By Harry Rosenthal
One Monday morning, following a public holiday weekend, a Senior Research Fellow working in a lab noted that power to an adjacent room had been turned off. While searching for the extent of the power loss, the researcher discovered the affected circuit serviced not only the darkened lab but also all devices located in the building’s hallway. In the hallway were two domestic freezers containing research materials. Maintenance staff investigating the incident discovered that two circuit breakers on the electoral switchboard servicing the corridor had tripped at some point in the past. It is unclear for how long the freezer had been on a tripped circuit, but due to the holiday, it could have remained on a tripped circuit for as long as 5 days. All materials in freezers had spoiled and were useless to the three research groups which were using the hallway freezers.
Clearly there are many factors which contributed to this loss. The ill-advised use of a domestic freezer as a repository for valuable scientific samples is immediately apparent; as such devices are not suitable for this intended purpose. The researchers purchased this particular domestic device as it did not have an automatic defrosting cycle as most home freezers did, and therefore kept the samples at a continuous temperature. They chose not to invest in a research grade device. It is unclear why both freezers had been moved out of the lab to the corridor, as this was not the practice in all labs in this building; however, the Facilities Division or their contractor had installed the power point used to accommodate these devices in the corridor and was aware of their location. That said, it was unclear whether the University conducted electrical testing of either device in accordance with the relevant standards AS/NZS 3000:2000 and AS/NZS 3760:2003, in particular the sections which regard residual current circuit breaking testing (RCD).
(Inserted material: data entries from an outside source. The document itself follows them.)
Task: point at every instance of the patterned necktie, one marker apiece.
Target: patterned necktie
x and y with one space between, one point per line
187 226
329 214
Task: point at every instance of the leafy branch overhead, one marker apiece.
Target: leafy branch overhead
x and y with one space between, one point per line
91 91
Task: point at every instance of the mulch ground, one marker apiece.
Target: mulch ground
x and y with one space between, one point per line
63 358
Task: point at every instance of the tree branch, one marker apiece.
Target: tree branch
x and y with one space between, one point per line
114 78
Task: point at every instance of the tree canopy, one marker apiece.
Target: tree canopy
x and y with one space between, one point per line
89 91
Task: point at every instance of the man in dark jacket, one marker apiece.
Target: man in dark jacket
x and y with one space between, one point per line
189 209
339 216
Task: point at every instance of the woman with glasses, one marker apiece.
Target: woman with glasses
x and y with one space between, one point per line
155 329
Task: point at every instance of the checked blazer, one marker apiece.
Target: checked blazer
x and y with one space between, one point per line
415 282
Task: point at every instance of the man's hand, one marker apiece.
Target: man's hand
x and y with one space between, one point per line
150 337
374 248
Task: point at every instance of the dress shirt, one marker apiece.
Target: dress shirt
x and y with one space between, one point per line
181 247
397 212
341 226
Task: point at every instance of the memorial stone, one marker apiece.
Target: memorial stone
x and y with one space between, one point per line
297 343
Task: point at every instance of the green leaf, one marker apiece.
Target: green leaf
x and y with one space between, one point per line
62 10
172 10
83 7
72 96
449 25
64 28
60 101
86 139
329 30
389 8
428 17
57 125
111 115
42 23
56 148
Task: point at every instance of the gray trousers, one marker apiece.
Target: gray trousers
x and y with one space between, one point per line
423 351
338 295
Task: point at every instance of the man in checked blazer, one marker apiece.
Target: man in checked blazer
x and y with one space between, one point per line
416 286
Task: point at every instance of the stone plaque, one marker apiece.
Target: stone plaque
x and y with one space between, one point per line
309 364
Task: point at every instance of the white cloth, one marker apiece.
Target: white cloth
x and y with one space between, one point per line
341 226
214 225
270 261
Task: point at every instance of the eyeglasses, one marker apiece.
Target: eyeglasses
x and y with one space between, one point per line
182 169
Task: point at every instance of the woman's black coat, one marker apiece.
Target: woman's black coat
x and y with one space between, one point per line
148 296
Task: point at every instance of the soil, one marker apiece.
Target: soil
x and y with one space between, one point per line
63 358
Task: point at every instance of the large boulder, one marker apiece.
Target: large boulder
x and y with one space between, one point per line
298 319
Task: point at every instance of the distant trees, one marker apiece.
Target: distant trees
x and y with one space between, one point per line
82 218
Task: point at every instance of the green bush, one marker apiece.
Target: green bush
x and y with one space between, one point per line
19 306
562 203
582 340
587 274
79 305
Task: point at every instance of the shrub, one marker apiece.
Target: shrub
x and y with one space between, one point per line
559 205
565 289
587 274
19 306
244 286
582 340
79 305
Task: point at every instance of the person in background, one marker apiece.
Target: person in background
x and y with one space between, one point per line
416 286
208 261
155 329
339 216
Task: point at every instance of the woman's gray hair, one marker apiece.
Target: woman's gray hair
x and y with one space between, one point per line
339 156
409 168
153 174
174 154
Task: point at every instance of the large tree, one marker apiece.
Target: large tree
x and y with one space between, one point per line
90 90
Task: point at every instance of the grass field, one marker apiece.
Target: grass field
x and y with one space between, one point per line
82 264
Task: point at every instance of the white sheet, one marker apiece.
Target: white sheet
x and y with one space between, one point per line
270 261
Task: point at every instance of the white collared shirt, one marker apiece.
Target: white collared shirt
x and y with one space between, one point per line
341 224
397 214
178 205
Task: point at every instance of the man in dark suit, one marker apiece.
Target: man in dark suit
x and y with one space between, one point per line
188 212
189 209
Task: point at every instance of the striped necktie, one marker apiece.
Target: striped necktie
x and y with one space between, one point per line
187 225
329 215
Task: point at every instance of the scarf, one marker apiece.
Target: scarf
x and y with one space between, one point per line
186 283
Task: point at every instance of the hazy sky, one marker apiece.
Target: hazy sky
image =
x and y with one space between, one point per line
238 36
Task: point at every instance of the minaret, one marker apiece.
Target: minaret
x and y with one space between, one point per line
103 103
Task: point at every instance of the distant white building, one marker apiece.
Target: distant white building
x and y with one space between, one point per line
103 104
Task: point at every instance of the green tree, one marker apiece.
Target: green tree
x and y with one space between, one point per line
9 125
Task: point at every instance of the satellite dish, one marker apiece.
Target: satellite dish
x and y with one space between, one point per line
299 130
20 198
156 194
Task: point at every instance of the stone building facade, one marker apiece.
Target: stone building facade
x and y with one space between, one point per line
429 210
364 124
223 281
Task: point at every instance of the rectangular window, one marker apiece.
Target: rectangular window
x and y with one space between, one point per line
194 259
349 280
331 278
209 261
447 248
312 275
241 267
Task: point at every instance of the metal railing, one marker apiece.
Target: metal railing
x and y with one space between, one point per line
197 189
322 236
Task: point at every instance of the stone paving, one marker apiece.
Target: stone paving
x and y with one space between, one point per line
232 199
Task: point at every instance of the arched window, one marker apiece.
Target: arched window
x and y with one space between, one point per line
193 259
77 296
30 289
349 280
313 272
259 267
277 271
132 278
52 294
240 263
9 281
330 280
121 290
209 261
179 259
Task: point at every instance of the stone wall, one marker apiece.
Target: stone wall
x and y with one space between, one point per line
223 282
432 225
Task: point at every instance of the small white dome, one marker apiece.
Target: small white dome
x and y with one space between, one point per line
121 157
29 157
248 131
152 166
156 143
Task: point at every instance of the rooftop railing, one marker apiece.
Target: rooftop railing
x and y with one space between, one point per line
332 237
This incident resulted in a total loss to the Researchers, costing hundreds of thousands of dollars, and could have been easily prevented. The proximate cause of the loss was tripped circuits, which could have been expected to occur, as the building was undergoing electrical upgrades at the time of the loss. Secondly, the practice of moving freezers from labs to the hallways was also ill-advised, especially with no load testing done to determine whether there was adequate mains power in the hallway circuit. Furthermore, the freezers were not hardwired in to the mains power points and could have simply been unplugged, which was not the case in this incident. Thirdly, it is clear that once the freezers were in the hallway, they became orphans, with very little monitoring or attention by the staff. Being domestic freezers, there were no alarms or other ways of notify the Researchers of falling internal temperatures. Finally, there was no back-up power or maintenance contract for the devices to determine whether they were prone failure due to age or mechanical problems.
In summary this tragic loss the result of set of circumstances, many of which will never be fully known. Contributing factors originated in an unknown electrical problem, but the devices were extremely vulnerable being located in a hallway, without any type of monitoring, either electronical or administrative by research staff.
While issues surrounding the reliability and appropriates of the power supply to the laboratory contributed significantly to this event, power failures were foreseeable. The root cause of this loss was the failure of the TCEs to alert staff to changes to internal temperatures. The devices were not designed for reliable commercial application, and contained no temperature alarms or an ability to attach such alarms to a building monitoring system. These shortcomings coupled with the administrative failure of the research staff to regularly inspect the TCEs located in corridors contributed to the loss of research materials and interruption from this incident.